ADVERSE REACTIONS
Fluid and Electrolyte Disturbances
- Sodium retention
- Congestive heart failure in susceptible patients
- Hypertension
- Fluid retention
- Potassium loss
- Hypokalemic alkalosis
Musculoskeletal
- Muscle weakness
- Loss of muscle mass
- Steroid myopathy
- Osteoporosis
- Tendon rupture, particularly of the Achilles tendon
- Vertebral compression fractures
- Aseptic necrosis of femoral and humeral heads
- Pathologic fracture of long bones
Gastrointestinal
- Peptic ulcer with possible perforation and hemorrhage
- Pancreatitis
- Abdominal distention
- Ulcerative esophagitis
Increases in alanine transaminase (ALT, SGPT), aspartate transaminase (AST, SGOT), and alkaline phosphatase have been observed following corticosteroid treatment.
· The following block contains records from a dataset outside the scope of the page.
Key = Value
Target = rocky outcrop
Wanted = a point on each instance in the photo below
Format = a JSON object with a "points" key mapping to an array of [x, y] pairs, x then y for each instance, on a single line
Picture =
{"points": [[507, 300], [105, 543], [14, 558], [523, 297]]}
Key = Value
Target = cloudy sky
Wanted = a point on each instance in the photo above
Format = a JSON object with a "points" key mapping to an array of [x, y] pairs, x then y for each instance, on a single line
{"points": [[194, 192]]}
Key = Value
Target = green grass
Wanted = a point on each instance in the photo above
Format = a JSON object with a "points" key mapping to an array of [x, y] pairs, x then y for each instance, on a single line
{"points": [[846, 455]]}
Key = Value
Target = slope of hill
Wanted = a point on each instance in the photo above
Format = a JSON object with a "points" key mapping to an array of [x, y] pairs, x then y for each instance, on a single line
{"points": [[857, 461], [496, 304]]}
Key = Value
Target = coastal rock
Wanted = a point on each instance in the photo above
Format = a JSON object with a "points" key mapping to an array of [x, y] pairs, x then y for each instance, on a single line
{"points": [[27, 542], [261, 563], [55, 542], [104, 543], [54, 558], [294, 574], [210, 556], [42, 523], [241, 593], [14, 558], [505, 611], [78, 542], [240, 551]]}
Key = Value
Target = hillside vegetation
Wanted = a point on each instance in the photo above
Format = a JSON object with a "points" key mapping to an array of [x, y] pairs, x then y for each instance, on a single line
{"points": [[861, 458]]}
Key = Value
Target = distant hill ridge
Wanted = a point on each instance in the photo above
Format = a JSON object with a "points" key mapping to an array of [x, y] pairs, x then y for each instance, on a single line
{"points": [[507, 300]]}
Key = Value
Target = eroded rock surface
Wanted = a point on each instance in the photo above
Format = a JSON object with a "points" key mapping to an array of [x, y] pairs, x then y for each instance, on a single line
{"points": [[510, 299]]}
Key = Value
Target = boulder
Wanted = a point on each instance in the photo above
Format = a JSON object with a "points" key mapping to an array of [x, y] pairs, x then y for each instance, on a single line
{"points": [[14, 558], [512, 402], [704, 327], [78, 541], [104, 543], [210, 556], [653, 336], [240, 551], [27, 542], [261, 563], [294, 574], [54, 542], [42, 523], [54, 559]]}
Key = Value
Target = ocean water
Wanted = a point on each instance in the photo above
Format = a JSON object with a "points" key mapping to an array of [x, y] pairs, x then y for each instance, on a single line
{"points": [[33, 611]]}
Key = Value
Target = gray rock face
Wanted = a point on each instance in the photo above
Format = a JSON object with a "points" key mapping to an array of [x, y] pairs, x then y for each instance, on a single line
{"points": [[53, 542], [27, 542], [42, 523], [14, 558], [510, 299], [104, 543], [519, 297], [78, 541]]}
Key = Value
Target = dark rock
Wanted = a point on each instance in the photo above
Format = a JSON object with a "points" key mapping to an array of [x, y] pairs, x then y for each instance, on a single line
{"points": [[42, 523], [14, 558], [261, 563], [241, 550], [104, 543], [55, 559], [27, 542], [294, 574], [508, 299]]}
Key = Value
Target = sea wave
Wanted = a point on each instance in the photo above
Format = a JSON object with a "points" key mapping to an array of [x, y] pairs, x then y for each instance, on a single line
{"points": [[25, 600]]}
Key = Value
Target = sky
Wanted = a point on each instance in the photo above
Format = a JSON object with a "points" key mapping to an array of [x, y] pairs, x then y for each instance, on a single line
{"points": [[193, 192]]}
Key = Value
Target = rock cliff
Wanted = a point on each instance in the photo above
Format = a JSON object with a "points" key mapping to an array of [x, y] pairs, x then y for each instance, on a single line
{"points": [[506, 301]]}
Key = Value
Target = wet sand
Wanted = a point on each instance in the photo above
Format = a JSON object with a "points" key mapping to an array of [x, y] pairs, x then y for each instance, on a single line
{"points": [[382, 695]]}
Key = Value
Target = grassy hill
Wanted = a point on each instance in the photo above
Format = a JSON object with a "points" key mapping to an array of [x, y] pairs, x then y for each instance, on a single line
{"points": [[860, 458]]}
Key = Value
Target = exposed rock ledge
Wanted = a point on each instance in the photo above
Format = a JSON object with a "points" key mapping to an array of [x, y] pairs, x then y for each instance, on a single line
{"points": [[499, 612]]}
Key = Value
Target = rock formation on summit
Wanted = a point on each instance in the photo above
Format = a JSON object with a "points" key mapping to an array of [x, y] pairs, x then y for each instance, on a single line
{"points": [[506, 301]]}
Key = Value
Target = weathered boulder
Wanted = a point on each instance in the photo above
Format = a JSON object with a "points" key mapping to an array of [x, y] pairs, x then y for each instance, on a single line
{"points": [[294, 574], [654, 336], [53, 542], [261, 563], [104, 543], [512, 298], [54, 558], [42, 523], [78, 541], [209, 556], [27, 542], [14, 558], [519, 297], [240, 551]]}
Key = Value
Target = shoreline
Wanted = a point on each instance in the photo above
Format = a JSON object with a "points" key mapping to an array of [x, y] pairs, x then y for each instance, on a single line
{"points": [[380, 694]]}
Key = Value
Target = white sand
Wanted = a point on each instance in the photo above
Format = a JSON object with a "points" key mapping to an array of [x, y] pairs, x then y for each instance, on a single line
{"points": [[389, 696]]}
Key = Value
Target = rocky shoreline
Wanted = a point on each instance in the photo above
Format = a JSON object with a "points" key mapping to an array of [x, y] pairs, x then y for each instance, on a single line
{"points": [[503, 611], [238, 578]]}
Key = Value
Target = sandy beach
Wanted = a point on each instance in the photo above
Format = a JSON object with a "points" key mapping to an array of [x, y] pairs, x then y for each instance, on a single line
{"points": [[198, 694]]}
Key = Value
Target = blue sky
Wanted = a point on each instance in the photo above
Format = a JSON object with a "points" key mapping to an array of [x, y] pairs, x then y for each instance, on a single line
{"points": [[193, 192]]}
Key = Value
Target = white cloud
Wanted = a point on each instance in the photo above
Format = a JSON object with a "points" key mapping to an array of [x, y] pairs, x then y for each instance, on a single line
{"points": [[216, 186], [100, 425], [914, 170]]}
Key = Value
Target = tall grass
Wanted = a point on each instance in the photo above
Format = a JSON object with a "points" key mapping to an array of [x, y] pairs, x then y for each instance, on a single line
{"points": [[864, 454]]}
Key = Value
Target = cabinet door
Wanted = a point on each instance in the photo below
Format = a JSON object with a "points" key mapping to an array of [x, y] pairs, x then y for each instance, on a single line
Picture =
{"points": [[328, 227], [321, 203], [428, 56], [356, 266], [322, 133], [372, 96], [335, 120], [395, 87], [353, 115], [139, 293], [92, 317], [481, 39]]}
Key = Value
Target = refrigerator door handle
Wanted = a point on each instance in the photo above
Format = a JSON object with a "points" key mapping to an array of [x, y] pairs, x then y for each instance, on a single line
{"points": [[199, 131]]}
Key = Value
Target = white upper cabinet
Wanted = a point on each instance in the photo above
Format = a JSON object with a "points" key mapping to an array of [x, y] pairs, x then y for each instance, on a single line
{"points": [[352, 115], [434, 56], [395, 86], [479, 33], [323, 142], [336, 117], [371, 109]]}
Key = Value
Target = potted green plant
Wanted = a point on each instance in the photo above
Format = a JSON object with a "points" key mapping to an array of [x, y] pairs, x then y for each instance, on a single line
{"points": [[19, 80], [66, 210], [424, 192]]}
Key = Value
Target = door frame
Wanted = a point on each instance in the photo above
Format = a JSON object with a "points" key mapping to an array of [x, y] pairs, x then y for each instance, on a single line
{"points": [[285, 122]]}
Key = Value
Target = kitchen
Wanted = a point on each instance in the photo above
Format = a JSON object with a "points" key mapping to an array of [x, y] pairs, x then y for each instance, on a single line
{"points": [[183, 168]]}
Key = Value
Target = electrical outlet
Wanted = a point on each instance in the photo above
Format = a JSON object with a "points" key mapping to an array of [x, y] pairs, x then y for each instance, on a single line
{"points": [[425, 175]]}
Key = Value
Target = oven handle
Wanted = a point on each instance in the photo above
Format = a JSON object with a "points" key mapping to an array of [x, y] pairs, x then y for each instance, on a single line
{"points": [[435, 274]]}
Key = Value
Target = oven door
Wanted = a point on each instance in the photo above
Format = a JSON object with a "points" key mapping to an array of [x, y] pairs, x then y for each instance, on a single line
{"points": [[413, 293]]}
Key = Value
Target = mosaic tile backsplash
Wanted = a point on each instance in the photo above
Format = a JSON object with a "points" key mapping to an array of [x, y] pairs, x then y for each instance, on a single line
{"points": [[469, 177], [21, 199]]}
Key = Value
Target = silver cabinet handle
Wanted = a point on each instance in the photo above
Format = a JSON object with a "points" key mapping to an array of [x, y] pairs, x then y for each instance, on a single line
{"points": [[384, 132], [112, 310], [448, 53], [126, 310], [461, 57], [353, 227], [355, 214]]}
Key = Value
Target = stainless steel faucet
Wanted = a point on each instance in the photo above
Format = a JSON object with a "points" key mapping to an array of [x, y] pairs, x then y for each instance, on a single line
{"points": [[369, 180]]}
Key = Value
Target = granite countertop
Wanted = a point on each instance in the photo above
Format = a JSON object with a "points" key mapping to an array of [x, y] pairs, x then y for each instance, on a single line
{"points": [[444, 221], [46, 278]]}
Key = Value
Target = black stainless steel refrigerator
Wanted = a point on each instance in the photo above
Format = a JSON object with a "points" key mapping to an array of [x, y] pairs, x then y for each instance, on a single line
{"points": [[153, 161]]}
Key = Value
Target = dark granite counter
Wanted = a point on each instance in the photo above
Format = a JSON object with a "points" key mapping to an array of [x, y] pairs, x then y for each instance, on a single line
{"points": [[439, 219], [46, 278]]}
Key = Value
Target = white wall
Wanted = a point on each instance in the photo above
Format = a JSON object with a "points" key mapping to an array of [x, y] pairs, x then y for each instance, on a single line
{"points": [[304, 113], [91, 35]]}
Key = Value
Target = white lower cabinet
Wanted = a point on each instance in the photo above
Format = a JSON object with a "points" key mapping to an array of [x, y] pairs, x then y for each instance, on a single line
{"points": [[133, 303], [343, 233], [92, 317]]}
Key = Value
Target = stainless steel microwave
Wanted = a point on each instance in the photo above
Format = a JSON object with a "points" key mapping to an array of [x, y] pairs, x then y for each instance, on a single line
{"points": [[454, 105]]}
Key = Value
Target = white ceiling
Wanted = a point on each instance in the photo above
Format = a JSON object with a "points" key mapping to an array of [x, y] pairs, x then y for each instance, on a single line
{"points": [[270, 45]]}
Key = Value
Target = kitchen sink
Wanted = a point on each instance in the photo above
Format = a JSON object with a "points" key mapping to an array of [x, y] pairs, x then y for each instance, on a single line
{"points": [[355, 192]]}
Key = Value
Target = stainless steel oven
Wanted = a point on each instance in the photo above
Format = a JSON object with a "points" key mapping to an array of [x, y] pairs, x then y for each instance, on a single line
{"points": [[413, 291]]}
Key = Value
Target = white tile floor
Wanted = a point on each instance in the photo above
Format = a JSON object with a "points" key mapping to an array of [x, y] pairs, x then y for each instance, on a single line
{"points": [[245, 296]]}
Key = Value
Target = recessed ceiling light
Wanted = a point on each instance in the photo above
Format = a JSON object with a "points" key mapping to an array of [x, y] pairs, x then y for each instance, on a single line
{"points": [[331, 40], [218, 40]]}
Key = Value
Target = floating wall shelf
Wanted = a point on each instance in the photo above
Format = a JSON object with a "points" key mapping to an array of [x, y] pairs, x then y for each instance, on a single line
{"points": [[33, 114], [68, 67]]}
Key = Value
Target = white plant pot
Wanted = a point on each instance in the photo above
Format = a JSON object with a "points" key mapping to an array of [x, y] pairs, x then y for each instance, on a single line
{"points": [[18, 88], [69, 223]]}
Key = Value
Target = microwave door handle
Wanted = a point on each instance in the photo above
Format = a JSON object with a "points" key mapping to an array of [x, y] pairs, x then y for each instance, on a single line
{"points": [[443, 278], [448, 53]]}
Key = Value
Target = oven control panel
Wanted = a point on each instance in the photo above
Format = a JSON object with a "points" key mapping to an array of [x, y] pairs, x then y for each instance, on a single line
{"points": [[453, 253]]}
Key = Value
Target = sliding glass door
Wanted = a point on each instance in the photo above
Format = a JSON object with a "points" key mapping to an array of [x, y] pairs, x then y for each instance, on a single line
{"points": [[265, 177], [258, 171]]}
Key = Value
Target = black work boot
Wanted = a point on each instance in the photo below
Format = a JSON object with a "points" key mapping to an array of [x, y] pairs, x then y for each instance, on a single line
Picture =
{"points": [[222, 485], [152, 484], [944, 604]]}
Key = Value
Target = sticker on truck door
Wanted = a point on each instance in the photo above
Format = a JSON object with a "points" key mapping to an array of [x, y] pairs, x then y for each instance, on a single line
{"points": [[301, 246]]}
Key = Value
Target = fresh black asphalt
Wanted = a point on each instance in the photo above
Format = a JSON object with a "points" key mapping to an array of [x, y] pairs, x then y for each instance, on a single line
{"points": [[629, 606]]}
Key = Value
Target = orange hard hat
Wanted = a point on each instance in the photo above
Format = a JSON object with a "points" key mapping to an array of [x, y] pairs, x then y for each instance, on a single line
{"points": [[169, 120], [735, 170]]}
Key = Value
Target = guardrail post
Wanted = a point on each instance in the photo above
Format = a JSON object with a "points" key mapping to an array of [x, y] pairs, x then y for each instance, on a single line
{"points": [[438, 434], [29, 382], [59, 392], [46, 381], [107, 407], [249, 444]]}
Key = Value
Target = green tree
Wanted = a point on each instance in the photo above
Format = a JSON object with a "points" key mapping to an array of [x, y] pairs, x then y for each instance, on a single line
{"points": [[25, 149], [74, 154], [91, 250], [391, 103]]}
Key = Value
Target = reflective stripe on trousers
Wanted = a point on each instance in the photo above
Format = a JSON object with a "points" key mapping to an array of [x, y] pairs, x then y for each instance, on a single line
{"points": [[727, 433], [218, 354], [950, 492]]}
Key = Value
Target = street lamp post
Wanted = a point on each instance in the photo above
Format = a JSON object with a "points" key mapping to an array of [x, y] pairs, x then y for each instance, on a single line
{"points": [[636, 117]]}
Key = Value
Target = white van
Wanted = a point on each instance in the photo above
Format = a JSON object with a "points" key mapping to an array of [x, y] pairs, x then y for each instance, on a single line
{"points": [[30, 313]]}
These changes are usually small, not associated with any clinical syndrome and are reversible upon discontinuation.
Dermatologic
- Impaired wound healing
- Petechiae and ecchymoses
- May suppress reactions to skin tests
- Thin fragile skin
- Facial erythema
- Increased sweating
Neurological
- Increased intracranial pressure with papilledema (pseudo-tumor cerebri) usually after treatment
- Convulsions
- Vertigo
- Headache
Endocrine
- Development of Cushingoid state
- Suppression of growth in children
- Secondary adrenocortical and pituitary unresponsiveness, particularly in times of stress, as in trauma, surgery or illness
- Menstrual irregularities
- Decreased carbohydrate tolerance
- Manifestations of latent diabetes mellitus
- Increased requirements of insulin or oral hypoglycemic agents in diabetics
Ophthalmic
- Posterior subcapsular cataracts
- Increased intraocular pressure
- Glaucoma
- Exophthalmos
Metabolic
- Negative nitrogen balance due to protein catabolism
The following additional reactions have been reported following oral as well as parenteral therapy: Urticaria and other allergic, anaphylactic or hypersensitivity reactions.